Chocolate-egg-laying-bunnies…
…a slow-moving caravan of people, some carrying an idol that usually lives in that one old building—you know, the one tied to that priest scandal years ago—carefully following a flamboyantly dressed man in robes (a look society has fully accepted, though, personally, I still find less entertaining than a good drag queen. Safer around kids, too.). Elderly women lead the low hum of chants, a soft chorus of whispers from the faithful—people talking to themselves, but, importantly, not in a dementia, collective psychosis, or any other clinically concerning way. And, of course, all of this in honor of that one guy who, allegedly, pulled off the ultimate comeback about 2,000 years ago—the one zombie story where witnesses and apostles become the brain-devouring creatures, while the one walking dead mysteriously… walked away.
I confess, i got baptized catholic—but that’s where it ended as far as my family was invested.
Just so you know, I’d probably be any kid’s dream godfather, but my charming personality seems to have served as a warning to family, friends, and acquaintances alike that, yeah, maybe not such a great idea—especially given my long-standing questions about religion. You know the kind: how is it that people who are otherwise perfectly capable of clear thinking can slip, almost frictionlessly, into an entire system of magical beliefs and base their ethics on it, while spectacularly sidestepping the more difficult question of what it actually means to be good? And, in the process, easily overlooking the real impact organized faith has on millions of lives—so long as it offers a place to belong. Or at least, a role to play.

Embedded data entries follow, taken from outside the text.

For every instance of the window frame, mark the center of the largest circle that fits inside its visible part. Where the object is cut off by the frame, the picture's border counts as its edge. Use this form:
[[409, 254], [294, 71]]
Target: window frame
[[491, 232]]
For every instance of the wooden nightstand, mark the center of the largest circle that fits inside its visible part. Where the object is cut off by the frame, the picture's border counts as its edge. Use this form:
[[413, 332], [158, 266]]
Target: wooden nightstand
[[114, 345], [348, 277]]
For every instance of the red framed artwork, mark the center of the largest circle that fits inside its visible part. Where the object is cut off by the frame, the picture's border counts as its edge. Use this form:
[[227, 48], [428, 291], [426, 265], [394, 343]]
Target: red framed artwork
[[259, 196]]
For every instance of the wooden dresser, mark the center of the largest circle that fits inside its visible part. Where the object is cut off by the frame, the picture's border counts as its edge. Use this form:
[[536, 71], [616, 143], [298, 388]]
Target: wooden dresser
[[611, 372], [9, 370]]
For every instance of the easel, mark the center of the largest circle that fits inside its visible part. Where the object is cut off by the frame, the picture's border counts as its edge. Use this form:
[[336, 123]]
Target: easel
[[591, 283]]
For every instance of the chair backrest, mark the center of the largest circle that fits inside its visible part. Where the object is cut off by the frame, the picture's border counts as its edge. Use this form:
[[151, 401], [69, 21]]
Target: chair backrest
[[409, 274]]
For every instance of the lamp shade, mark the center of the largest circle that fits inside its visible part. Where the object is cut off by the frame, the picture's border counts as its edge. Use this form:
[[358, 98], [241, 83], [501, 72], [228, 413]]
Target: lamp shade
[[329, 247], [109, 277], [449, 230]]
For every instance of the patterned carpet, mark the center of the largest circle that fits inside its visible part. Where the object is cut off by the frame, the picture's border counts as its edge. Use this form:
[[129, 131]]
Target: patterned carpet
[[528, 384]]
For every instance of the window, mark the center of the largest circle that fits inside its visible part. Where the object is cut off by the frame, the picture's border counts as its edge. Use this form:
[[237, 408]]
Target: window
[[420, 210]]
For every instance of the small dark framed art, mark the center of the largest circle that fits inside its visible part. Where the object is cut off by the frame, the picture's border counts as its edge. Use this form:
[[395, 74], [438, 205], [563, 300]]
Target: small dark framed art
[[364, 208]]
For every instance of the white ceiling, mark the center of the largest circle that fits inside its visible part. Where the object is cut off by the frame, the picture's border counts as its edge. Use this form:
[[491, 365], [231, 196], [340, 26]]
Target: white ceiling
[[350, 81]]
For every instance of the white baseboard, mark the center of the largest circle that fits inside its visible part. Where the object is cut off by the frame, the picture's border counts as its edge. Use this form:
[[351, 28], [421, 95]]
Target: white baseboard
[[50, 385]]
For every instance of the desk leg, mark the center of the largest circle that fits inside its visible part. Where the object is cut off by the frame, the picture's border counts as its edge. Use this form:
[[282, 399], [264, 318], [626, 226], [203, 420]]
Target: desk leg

In my case, by pure geographical accident, I grew up within the Catholic sphere. It could have been any other. I looked. As a teenager, I realized my brain couldn’t quite reconcile the real world with that other one I sometimes wished were true. But then again—Wonderland, Neverland, Hogwarts, the bible—they all belong to the same category. Meanwhile, there’s more than enough hate coming from the self-righteous believers of this one. When hate becomes a village’s main strategy for community-building, it should push anyone with a moral compass to question the use of a book as justification to wage war on people simply for being different.
What surprises me most is how well all of this continues to function. The duality: the finger pointed in public, the irreproachable posture—and then, in private, the comforting idea that there is always forgiveness. So, in the end, everything passes. Or worse, no belief at all—just religion wielded as a weapon.
The “flock” starts to feel less like a community and more like a forest falling in slow motion: trees collapsing all around, yet no one willing to acknowledge the sound. Like that old thought experiment—if a tree falls in a forest and no one is there to hear it, did it really fall? Here, it’s as if everyone hears it, but collectively agrees to pretend they don’t.
And yet, the structure holds. Like a parking lot built where a forest once stood: no one really witnessed the transition, but now it’s simply what’s there.
Uff. Tangent.
What I actually meant to say is that I take advantage of these dates that the social contract—that code I still haven’t fully deciphered—has chosen to preserve. A secular state, yes, but still religious holidays, because traditions endure, celebrations matter to some and other’s need time to party or rest, and, of course, certain senseless random diets must be observed because you are what you eat and you’ll go to hell otherwise.
For me? Diets make me hungry. I’ll pass.
But i’m totally sold on having peace and absent-mindedness for a couple of days enjoying time off societal obligations.
Just ignore public gatherings where behaviors are weirder than any tweaked raver dancing wildly for an undetermined amount of hours spotted at every Coachella-like festival around the world. Praise the actual celebratory joy and experimental awareness that those grinding teeth represent, all missing from regular run-of-the-mill self-hating flagellating religious zealots preaching fear while enumerating every way you’ll bleed and suffer through hell. Because let’s face it. You will not repent.
Still, I mostly miss forests actually being there.